Salgın şeklinde insanın karşısına çıkan tehdit, başlıca iki ana konuyu merak haline getiriyor.
Birincisi; hayatın olağan akışına sekte vuran salgın tehdidinin küresel çapta nasıl bir yıkım ve felakete yol açacağıdır.
İkincisi; “Hiçbir şey eskisi gibi kalmayacak” ön kabulü ile merak konusu haline gelen “Yeni yaşam tarzının” ne yönde gelişeceğidir.
İnsanların hayatını tümüyle kuşatmış bulunan krizin en belirgin özelliği, ne zaman sonlanacağına dair herhangi bir öngörünün bulunmayışıdır. Dolayısıyla bu noktada öne çıkan tek ortak görüş “Belirsizlik” olmaktadır. IMF Küresel Belirsizlik Endeksi raporuna göre belirsizlik seviyesi tüm zamanların en üst seviyesine çıkmış durumdadır.
Yine IMF direktörünün “1929 büyük buhranından sonra en kötü daralmayı yaşıyoruz” açıklaması, üretim ve tedarik zincirinde yaşanan ve daha da artacak olan daralmanın yol açacağı devasa sıkıntılar hakkında önemli ipuçları vermeye yeterdir.
Belirsizlik, insan ilişkilerinden ekonomik faaliyetlere, ticaretten finansman kaynaklarına, küresel güç dağılımından yeni jeopolitik konumlanmalara kadar bir sürü teoriyi beraberinde getirmektedir.
İyimser teoriler kadar kötümser teoriler de öne çıkmaktadır. Ancak belirsizlik, kötümser teorileri daha fazla ön plana çıkarmaktadır.
Kimilerine göre salgın kontrolleriyle birlikte ortaya çıkan tedbir ve izolasyon politikalarının salgın sonrasında kalıcı hal alabileceği, bunun da otoritaryan eğilimleri tetikleyeceği şeklinde olurken, kimi teoriler de aksi yönde, daha ziyade küreselci akımın lehine şekillenmektedir. Bu iki eğilim arasındaki zıt görüş ve öngörülerin kaynağında ise virüs ve yol açtığı krizin doğal mı yoksa yapay mı olduğu yönündeki tartışmalardır.
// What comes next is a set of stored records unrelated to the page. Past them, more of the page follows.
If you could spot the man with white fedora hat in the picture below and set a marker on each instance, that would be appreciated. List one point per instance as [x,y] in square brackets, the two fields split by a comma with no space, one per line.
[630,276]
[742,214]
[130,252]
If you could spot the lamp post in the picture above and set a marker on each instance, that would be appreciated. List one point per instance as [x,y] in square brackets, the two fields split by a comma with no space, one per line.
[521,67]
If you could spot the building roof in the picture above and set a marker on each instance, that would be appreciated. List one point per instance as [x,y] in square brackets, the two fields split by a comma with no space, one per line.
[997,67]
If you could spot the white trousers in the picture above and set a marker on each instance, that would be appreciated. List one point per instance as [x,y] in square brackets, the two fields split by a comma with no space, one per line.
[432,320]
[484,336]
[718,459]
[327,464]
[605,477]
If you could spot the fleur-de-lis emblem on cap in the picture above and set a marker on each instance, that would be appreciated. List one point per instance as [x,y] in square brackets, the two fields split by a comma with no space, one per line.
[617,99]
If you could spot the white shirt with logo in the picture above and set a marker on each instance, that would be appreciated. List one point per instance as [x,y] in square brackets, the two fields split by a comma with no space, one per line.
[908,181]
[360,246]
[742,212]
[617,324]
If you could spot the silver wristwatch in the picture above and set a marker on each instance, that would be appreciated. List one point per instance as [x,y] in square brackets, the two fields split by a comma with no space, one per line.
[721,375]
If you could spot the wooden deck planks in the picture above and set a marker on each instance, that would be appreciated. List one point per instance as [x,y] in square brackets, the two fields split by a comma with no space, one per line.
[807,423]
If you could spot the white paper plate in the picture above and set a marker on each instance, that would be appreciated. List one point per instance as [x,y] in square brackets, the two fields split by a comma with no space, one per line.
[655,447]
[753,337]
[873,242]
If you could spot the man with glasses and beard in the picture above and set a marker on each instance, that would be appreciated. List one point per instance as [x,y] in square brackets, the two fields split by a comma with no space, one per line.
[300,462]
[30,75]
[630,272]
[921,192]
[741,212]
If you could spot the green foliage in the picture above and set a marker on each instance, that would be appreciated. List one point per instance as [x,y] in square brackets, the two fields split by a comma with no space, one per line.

Ekonomi, ticaret, finansman kaynakları, insan ilişkileri, doğal çevreyle girişilen savaş ve jeopolitik güç dağılımının geldiği nokta, dünyadaki mevcut düzenin artık sürdürülemeyeceği şeklinde genel bir kanaat ve beklenti oluşturmuştu zaten. Virüs salgını bu beklentiyi karşılayan bir faktör müydü, yoksa birileri bu beklentiyi karşılayacak çılgın bir adım mı attı, burasını zaman gösterecek elbette.
Ancak salgının doğal seyir içerisinde beraberinde getirip götürecekleriyle beraber dünyanın kucağına kocaman bir kriz bıraktı. Oluşan kriz yapay faktörlerin sonucu değilse bile, dünyada kriz kurtlarının var olduğu ve yaşanacak olası krizleri fırsata çevirmek için adeta pusu kurdukları da bilinmektedir. Aynı zamanda “Krizleri yönetme” denen bir olgu da vardır. Haliyle kimileri krizlerle boğuşup büyük bedeller öderken, krizlerin kimi odakları ihya edebileceği de göz ardı edilmemelidir.
Örneğin krizin yol açacağı insan ilişkileri ve bunun insanları ne şekilde yönetmek gerektiğine dair Roschild ailesinin “The Economist” dergisinin Mart başındaki kapağında yer alan “Resim”, kriz avcılarının insanın geleceğine bakışını özetleyen ilginç bir tasvir içermekteydi. Resimde köpeğin tasmasını elinde tutan insan kılıklı “Yönetici” ve yöneticinin yularını elinde tutan meçhul şahıs! Onlara göre birileri yönetici sıfatıyla tasmanın imkan vereceği kadar insana kontrollü bir alan oluşturacak, yönetici sıfatlılar da “Derin dünya” yönetiminin tasmasıyla hareket edecek!
Kriz avcıları günün sonunda plan ve emellerine ne kadar erişecek bilinmez. Ama kriz avcılarının da alın yazısını belirleyen ilahi iradenin mutlaka çizdiği bir alan, kurduğu bir plan vardır.
Her şeye rağmen dünyadaki mevcut düzen, sürdürülemeyecek bir noktaya gelmişti. Bu düzeni değiştirip yeni bir biçim vermek kaçınılmazdı. Geleceğin şekillenmesinde elbette imkan, beceri ve krizleri yönetme kabiliyetleri belirleyici olacaktır.